By Melanie Petrucci, Contributing Writer
Shrewsbury – Shrewsbury’s Annual Town Meeting reconvened for a second night May 17 with Article 13 which was brought forth by Town Meeting Member Brian Moss, representing Sustainable Shrewsbury, a grassroots advocacy organization. This non-binding resolution opposes the artificial turf that has already been approved by the School Committee and is slated to be installed at Shrewsbury High School. It was defeated with a standing vote.
Moss, along with colleague, Catherine Rajwani, argued that natural grass is the preferred playing surface because it costs less and artificial turf is not regulated. There are environment and health risks, including MRSA, that are of concern. They cited a similar project that was to take place at Martha’s Vineyard Regional High School which was recently rescinded.
School Superintendent Dr. Joseph Sawyer and School Committee Chair B. Dale Magee defended their decision to undertake this project. The rationale, according to Sawyer, is to “provide more access for more students and athletes more times during the year in adverse weather conditions with safe and consistent conditions for players.
“This project was proposed to solve a problem,” he continued. “Our field cannot withstand the use that it gets now and despite the excellent efforts of our parks department, with the limited amount of use it gets, has not been adequate. Many games need to be postponed or moved to another site [at great cost] when playing conditions are poor…This project provides great value for the community.”
Magee explained that they looked at every aspect of health threats and costs. It was their best judgement given the amount of reassurance from the Massachusetts Department of Public Health and from the Consumer Product Safety Commission.
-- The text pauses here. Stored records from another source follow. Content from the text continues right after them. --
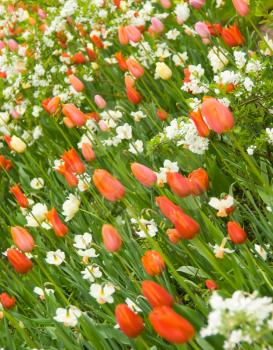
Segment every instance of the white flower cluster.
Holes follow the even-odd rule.
[[[260,339],[273,329],[273,302],[270,297],[259,297],[236,291],[224,299],[213,293],[209,304],[212,308],[208,325],[201,329],[201,336],[221,334],[225,337],[224,349],[237,349],[242,343],[259,344]]]

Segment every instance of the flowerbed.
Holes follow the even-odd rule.
[[[273,349],[272,6],[2,1],[3,349]]]

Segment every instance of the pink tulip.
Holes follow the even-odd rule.
[[[45,19],[47,17],[47,14],[45,13],[45,11],[40,8],[38,9],[37,13],[38,13],[38,16],[42,19]]]
[[[137,43],[141,40],[141,32],[135,26],[126,26],[125,32],[130,41]]]
[[[207,97],[202,103],[201,111],[209,128],[218,134],[227,132],[234,126],[231,111],[215,98]]]
[[[80,111],[73,103],[63,105],[63,114],[68,118],[73,125],[83,126],[86,123],[86,115]]]
[[[6,47],[6,44],[4,43],[4,41],[0,41],[0,50],[4,49]]]
[[[12,240],[14,244],[23,252],[30,252],[35,242],[31,234],[21,226],[13,226],[10,229]]]
[[[142,77],[144,68],[134,58],[128,58],[126,64],[130,73],[132,73],[135,78],[138,79]]]
[[[125,27],[119,27],[118,29],[118,39],[121,45],[127,45],[129,42],[128,35]]]
[[[247,16],[249,13],[248,0],[232,0],[238,15]]]
[[[110,224],[104,224],[102,226],[102,239],[108,252],[117,252],[122,246],[120,234]]]
[[[170,0],[160,0],[160,3],[164,9],[169,9],[172,6]]]
[[[134,177],[146,187],[151,187],[157,180],[156,174],[147,166],[139,163],[131,164],[131,170]]]
[[[98,124],[99,124],[101,131],[108,131],[109,130],[109,127],[107,126],[107,124],[103,120],[100,120]]]
[[[95,152],[90,143],[82,144],[82,155],[87,162],[91,162],[96,158]]]
[[[210,38],[210,31],[206,23],[196,22],[194,29],[196,30],[197,34],[201,36],[202,39]]]
[[[8,46],[9,46],[11,51],[17,51],[18,47],[19,47],[17,41],[15,41],[13,39],[8,40]]]
[[[160,19],[156,17],[152,17],[152,30],[156,33],[162,33],[164,30],[164,24],[160,21]]]
[[[206,0],[190,0],[189,3],[195,9],[200,9],[205,5]]]
[[[105,101],[105,99],[102,96],[95,95],[94,96],[94,101],[95,101],[95,103],[96,103],[98,108],[103,109],[103,108],[106,107],[106,101]]]
[[[83,82],[79,78],[77,78],[74,74],[70,74],[68,78],[69,78],[70,84],[73,86],[73,88],[77,92],[81,92],[82,90],[84,90]]]

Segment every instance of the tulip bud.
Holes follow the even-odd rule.
[[[173,244],[177,244],[181,239],[179,232],[175,228],[169,228],[166,233]]]
[[[118,231],[110,224],[102,226],[103,244],[108,252],[117,252],[122,246],[122,239]]]
[[[132,26],[132,25],[126,26],[125,32],[130,41],[137,43],[141,40],[141,32],[137,29],[136,26]]]
[[[135,338],[144,329],[143,319],[126,304],[119,304],[115,309],[116,321],[122,332],[129,338]]]
[[[188,176],[192,194],[199,196],[204,193],[209,186],[209,177],[205,169],[199,168],[191,172]]]
[[[118,28],[118,39],[121,45],[127,45],[129,43],[128,35],[125,27]]]
[[[161,121],[164,121],[168,118],[168,113],[164,109],[157,109],[156,115]]]
[[[141,258],[146,273],[150,276],[157,276],[165,269],[165,262],[156,250],[148,250]]]
[[[228,28],[223,28],[221,31],[221,36],[229,47],[241,46],[245,41],[236,24],[233,24]]]
[[[196,30],[197,34],[201,36],[202,39],[209,39],[210,38],[210,31],[209,31],[206,23],[196,22],[194,29]]]
[[[155,308],[149,314],[149,320],[156,333],[170,343],[186,343],[195,333],[191,323],[169,306]]]
[[[30,252],[34,248],[34,239],[25,228],[14,226],[11,227],[10,232],[14,244],[23,252]]]
[[[11,51],[18,51],[19,45],[18,45],[17,41],[15,41],[14,39],[8,40],[8,46],[9,46]]]
[[[80,111],[73,103],[63,105],[63,114],[76,126],[83,126],[86,123],[86,115]]]
[[[140,163],[132,163],[131,170],[134,177],[146,187],[151,187],[156,183],[156,174],[148,167]]]
[[[16,304],[16,298],[9,296],[7,293],[0,294],[0,302],[4,309],[12,309]]]
[[[71,61],[74,64],[83,64],[86,62],[86,58],[82,52],[77,52],[74,56],[71,57]]]
[[[206,280],[205,285],[209,290],[218,289],[217,284],[213,280]]]
[[[167,182],[172,192],[179,197],[187,197],[192,193],[189,179],[179,173],[167,173]]]
[[[141,285],[141,293],[153,308],[163,305],[172,306],[174,303],[173,297],[166,291],[166,289],[154,281],[143,281]]]
[[[195,9],[200,9],[205,5],[206,0],[189,0],[189,3]]]
[[[163,80],[168,80],[172,77],[172,71],[164,62],[157,62],[156,68],[155,68],[155,74],[157,77]]]
[[[142,100],[140,93],[134,88],[134,80],[128,75],[125,76],[125,86],[128,100],[133,104],[139,104]]]
[[[86,171],[85,165],[74,148],[64,152],[62,160],[65,162],[66,169],[71,173],[83,174]]]
[[[107,170],[96,169],[93,175],[94,185],[103,197],[115,202],[125,195],[124,186]]]
[[[54,114],[57,112],[57,109],[60,105],[60,101],[61,99],[59,96],[47,98],[42,102],[42,106],[47,113]]]
[[[144,68],[134,58],[128,58],[126,65],[135,78],[138,79],[144,74]]]
[[[229,131],[234,126],[231,111],[215,98],[206,98],[202,103],[202,114],[206,123],[218,134]]]
[[[156,17],[152,17],[151,22],[152,22],[152,27],[154,32],[159,34],[163,32],[164,24],[160,21],[160,19]]]
[[[19,137],[13,135],[9,143],[10,148],[17,153],[24,153],[27,145]]]
[[[32,269],[32,261],[17,249],[8,249],[7,258],[10,264],[19,273],[27,273]]]
[[[234,244],[242,244],[247,240],[245,230],[236,221],[229,221],[227,223],[227,231],[229,238]]]
[[[160,0],[160,3],[165,9],[169,9],[172,6],[170,0]]]
[[[190,118],[194,122],[199,136],[207,137],[209,135],[209,128],[202,117],[200,109],[196,112],[190,112]]]
[[[247,16],[249,13],[249,0],[232,0],[238,15]]]
[[[90,143],[82,144],[82,156],[87,162],[92,162],[96,158],[96,154]]]
[[[62,174],[65,177],[68,186],[75,187],[78,185],[79,180],[77,176],[71,173],[70,170],[67,169],[65,164],[60,165],[56,170],[58,171],[58,173]]]
[[[105,101],[105,99],[102,96],[95,95],[94,96],[94,101],[95,101],[95,103],[96,103],[98,108],[103,109],[103,108],[106,107],[106,101]]]
[[[125,72],[128,70],[128,67],[127,67],[127,63],[126,63],[126,60],[125,58],[123,57],[122,53],[121,52],[116,52],[115,53],[115,58],[118,62],[118,65],[119,65],[119,68]]]
[[[70,74],[68,78],[69,78],[70,84],[73,86],[73,88],[77,92],[81,92],[84,90],[83,82],[79,78],[77,78],[74,74]]]
[[[21,208],[27,208],[29,206],[28,199],[21,191],[21,188],[18,184],[12,186],[10,188],[10,192],[14,195],[17,203],[20,205]]]
[[[46,217],[57,237],[63,237],[68,233],[68,227],[62,223],[55,208],[52,208],[49,212],[47,212]]]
Article 14, the final citizen petition, was brought forth by Town Meeting Member Robert Ryan, Precinct 7. This article, which was defeated 136 to 6, would have repealed the Plastic Bag Reduction Bylaw adopted last year.
Ryan claimed the bylaw was an inappropriate “big government” intrusion on the daily operations of the Shrewsbury retail community and puts Shrewsbury at a competitive disadvantage with neighboring communities. He also shared that acceptable bags do not exist. One vendor, Go Green, makes a compostable bag but at a much higher cost.
Article opponents’ response was presented by bylaw creators, Melisa Hollenback and Jason Molina, both Town Meeting members. Hollenback noted that the bylaw is to go into effect July 1 and emphasized that it will reduce litter and that it is easy to do. She has been in constant contact with Town Manager Dan Morgado regarding implementation.
“Since Town Meeting approved this last year, 22 more towns have approved similar bylaws for a total of 53 towns and cities,” Molina said. “People don’t want to see more plastic waste in their streams and they don’t want to see more litter in their towns.”
Neighboring Grafton passed its bylaw last week.
One resident asked what legislation might be in the works on Beacon Hill. State Representative, Shrewsbury Town Meeting member and Finance Committee member Hannah Kane responded.
“There are two bills that are filed, one in the house and one in the senate. One has 21 co-sponsors out of 200 and one has 28 out of 200. They’ll be heard but I do not know if they will be voted out of committee this year…it’s too early to tell and we are still early in the legislative session.”